Phillip H. Brubeck G.

Vi el estigma que pusieron en tu cara. Mis ojos sintieron una sensación extraña

como queriendo derramar su íntimo humor. Conocedor de tu grandeza, no podía

dar crédito de esa marca infamante que te imprimieron. Mis ojos no se podían

separar de ella, en la búsqueda del secreto significado que guardaba.

Nada más dejaba ver lo evidente, por lo que parecía ser su única explicación

existencial, expresar lo que para muchos era su verdad: te calificaba de

anacrónico, lento, pesado. Inútil para estos tiempos donde todo debe ser ligero.
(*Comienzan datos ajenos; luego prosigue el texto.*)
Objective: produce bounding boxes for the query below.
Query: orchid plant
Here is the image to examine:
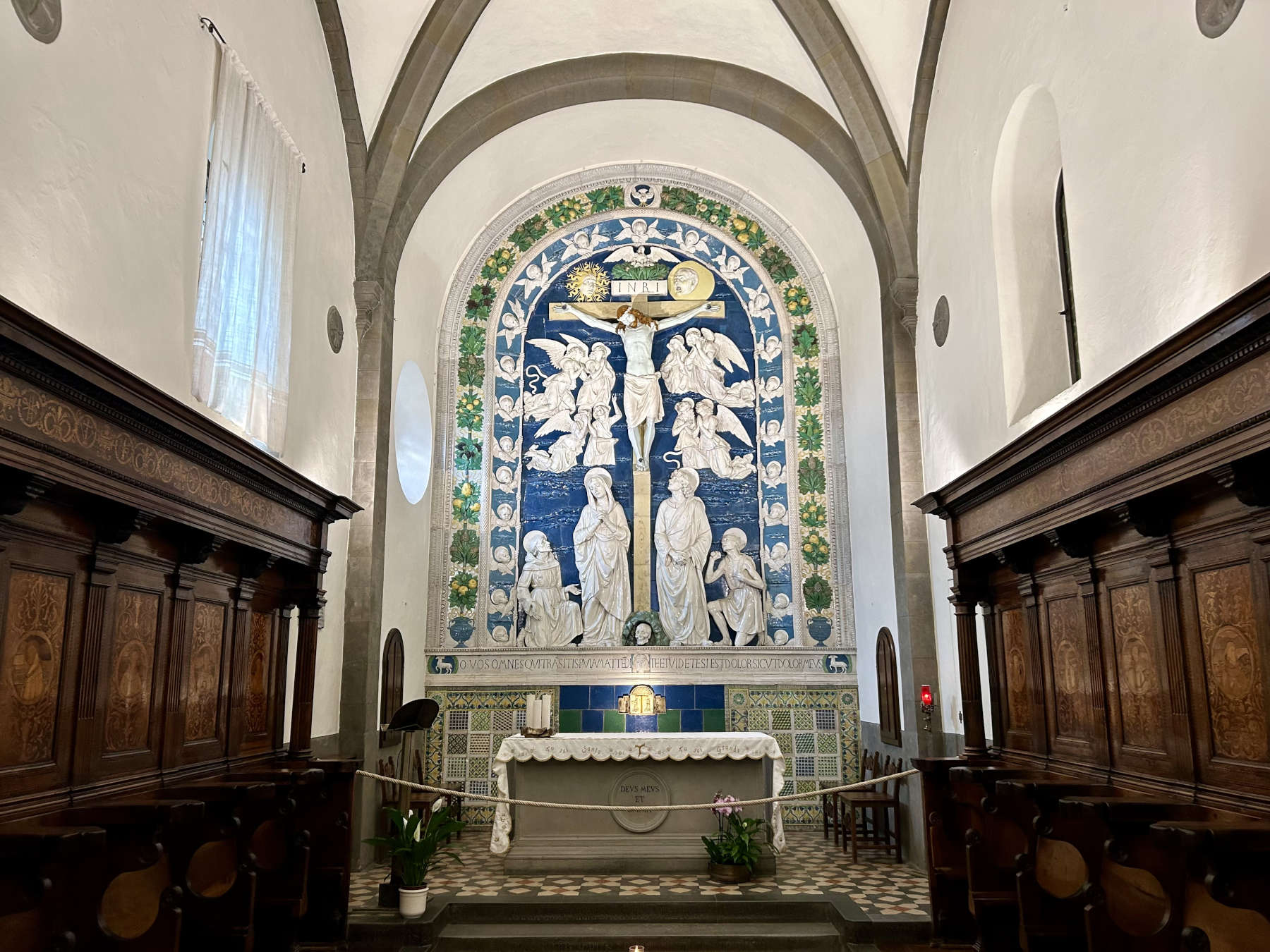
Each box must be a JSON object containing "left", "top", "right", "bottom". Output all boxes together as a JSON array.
[{"left": 701, "top": 792, "right": 763, "bottom": 872}]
Muchos falsos profetas presagiaron tu extinción en medio de las redes

cibernéticas donde abunda la información, muchísimos datos que ya no es posible

verlos todos ni mucho menos asimilarlos. En su afirmación de “al buen entendedor

pocas palabras”, lo tomaron tan en serio que en breves enunciados pretenden

decirlo todo, con frases insulsas, carentes de contenido; con eso se conforman y

se dicen estar bien informados, correctamente comunicados en el cibercosmos.
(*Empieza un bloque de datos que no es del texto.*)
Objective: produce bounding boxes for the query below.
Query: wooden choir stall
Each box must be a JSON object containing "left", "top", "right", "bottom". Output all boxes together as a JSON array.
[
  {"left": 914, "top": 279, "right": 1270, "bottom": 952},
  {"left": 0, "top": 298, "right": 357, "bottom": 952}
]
No podía apartar la vista de ese sello, tenía que descifrar el significado de cada

uno de sus rasgos, el primero de ellos fue el de la incomprensión, pues la

ignorancia de esos doctos censores no les permitía conocerte a cabalidad. En

pocas palabras, te envidiaban.

Retrocedí en el tiempo. En la antigüedad, solo unos cuantos podían desentrañar

las maravillas de tu contenido, además, era muy lento reproducirte, por eso eras

para grupos selectos y sabios. Pasaron siglos para que los tipos móviles

aceleraran tu impresión, con ello se incrementaron tus admiradores, hasta llegar a

un punto en el que las planchas de offset te dieron una gran popularidad en todo el

mundo. Pero en todas las épocas han existido seres negativos que pretenden

esconder su estulticia, su pereza intelectual, calificándote de inútil, de enajenador

de las mentes, de instrumento para perder el tiempo.

Después de esta mirada retrospectiva regresa a mi mente el tópico: las redes

sociales están creando una generación de personas a las que no les gusta leer. El

libro está condenado a la desaparición, o cuando mucho, quedará como un objeto

curioso para unos cuantos. Reviso este cliché, de la misma forma que a la otra

plancha de imprenta que te puso el estigma.

En nuestros días vivimos de prisa, todo lo queremos al instante. Por eso gran

cantidad de personas, especialmente aquellas que deben tomar decisiones, piden

tarjetas informativas, el resumen del resumen. Les falta paciencia para

profundizar. Desdeñan aquello que requiere un poco más de tiempo, con lo cual

cierran las puertas a su entendimiento, y al no comprenderlo lo rechazan, a pesar

de que les puede ser de gran valor para su vida.

2

Ahora, el reto es enamorar a la gente con textos atractivos de diversos géneros,

para que se vayan convirtiendo en lectores asiduos, a efecto de que en tus

páginas encuentren además del entretenimiento la formación del espíritu, así

como los conocimientos científicos, para que con su conjunto coadyuven en el

desarrollo integral del ser humano; para que encuentren la verdad, esa verdad

única, objetiva, que los hará libres.

Hoy estás más fuerte, además de tu tradicional presentación en papel, podemos

encontrarte en varias presentaciones digitales, te reproducen exponencialmente.

Felicidades en tu día. ¡Feliz Día del Libro!